Olette rolled away, and staggered up. Fine! She'd take him on, in all his naked-ness or not! "Excuse ME?!" she exclaimed, poking him hard in the (bare) chest. "Look, AXEL! You have no place to tell me – you – you insufferable jerk!" She knew her face was blotchy with red – it was always like that when she was mad, Sora told her – but she hardly cared.
The redhead, however, gave her a smug once over. "You have no idea how hot this is. Random cute brunette stumbles into room, starts screaming my name and grasping at me, soaked in booze – "
"You pig! That you and your idiot friend spilled – "
"It was no spill, honey."
Olette was too freaking pissed off to catch the suggestive wiggle of his eyebrows. "Whaddya mean it wasn't a spill!" At that moment, a meek squeak (probably a 'hello' that died in his throat) announced the other idiot's arrival into the sitting room area. Olette whirled on the blond: "Ohmigod! What is wrong with you! First it's the God-awful rock, then the never-ending guitar solos, and then the partying, and now this?!" Olette grabbed her sweater and pinched it away from her chest.

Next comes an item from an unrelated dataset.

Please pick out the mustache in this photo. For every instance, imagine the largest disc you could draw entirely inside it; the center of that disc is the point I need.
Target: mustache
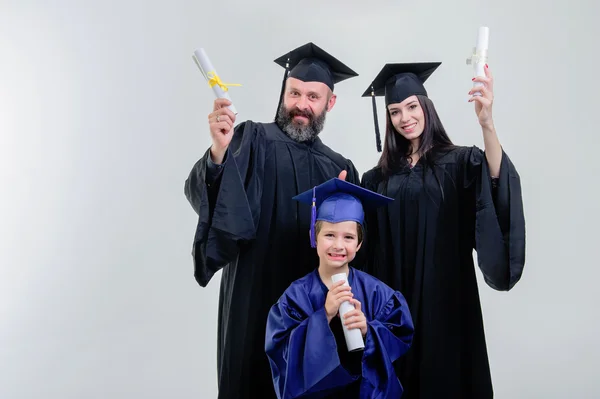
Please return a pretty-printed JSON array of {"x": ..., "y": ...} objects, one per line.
[{"x": 298, "y": 112}]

"Babe, feel free to take it off, if it's getting a little … sticky!" Axel cat-called as he flopped onto the beaten up couch. Olette pointedly ignored him, hence also missing Axel licking his lips with a flirty wink. The guitar-slamming blond, however, – whose name she still had yet to learn – went red, and muttered something about Axel 'being totally high'.
"HUH?" Olette exclaimed, exasperation hitting new peaks. "What the helldo you have to say for yourself?! You – "
"What?" Olette snapped, annoyed at the mumbling, rapid gibberish stew spilling out of the blond. This idiot wanted to be a rock star, ha! Couldn't even string together a single line of lyrics, probably!
"I said," Demyx dug his toe into the carpet, eyes to the floor. "Axel said it was the only way you'd talk to me."
"A-wha …?" Olette felt her cheeks getting warm. He did not say what she thought he said, didn't mean it like …
"It was Axel's idea!" Demyx said desperately, glaring at his spaced-out friend. "You kept yelling at me and I thought you were pretty cool and then we met and you were all pretty and nice and I acted like a dick and I felt stupid and I told Axel and he was all, 'Just like talk to her' but you stopped yelling and I didn't wanna yell and you always seem kinda busy and so I told Axel and he was all, 'Dude I got a plan' and Axel brought drinks and and and … and you … got that on your shirt." His face was very, very pink after his babble-fest, and Olette was sure she only mirrored him. Ohmigod, awkward, awkward, awkward …
"So …" Olette began, breathing in deeply. Deep breath. "Uh … "
Olette didn't know what to say. This rocker? He … he actually thought … well, he was kinda cute, now that she thought about it … but … he …
She was floored, to say the least.
Speechless, Olette whipped around and fled from the room, ignoring the "Hey wait!" trailing after her, along with the sounds of Axel cackling drunkenly as she left.
It was after she slammed herself into the elevator when she noticed that, for the first time, no rock music had been playing. None at all. She had heard that Dem-kid clear as a bell, and she wondered – with what was left of her numb mind – if the absence of rock music had been a good thing or not.
A/N: Yeeeaaaahh. Not the best comeback, eh? –sighs– Sorry guys. It's all I got right now.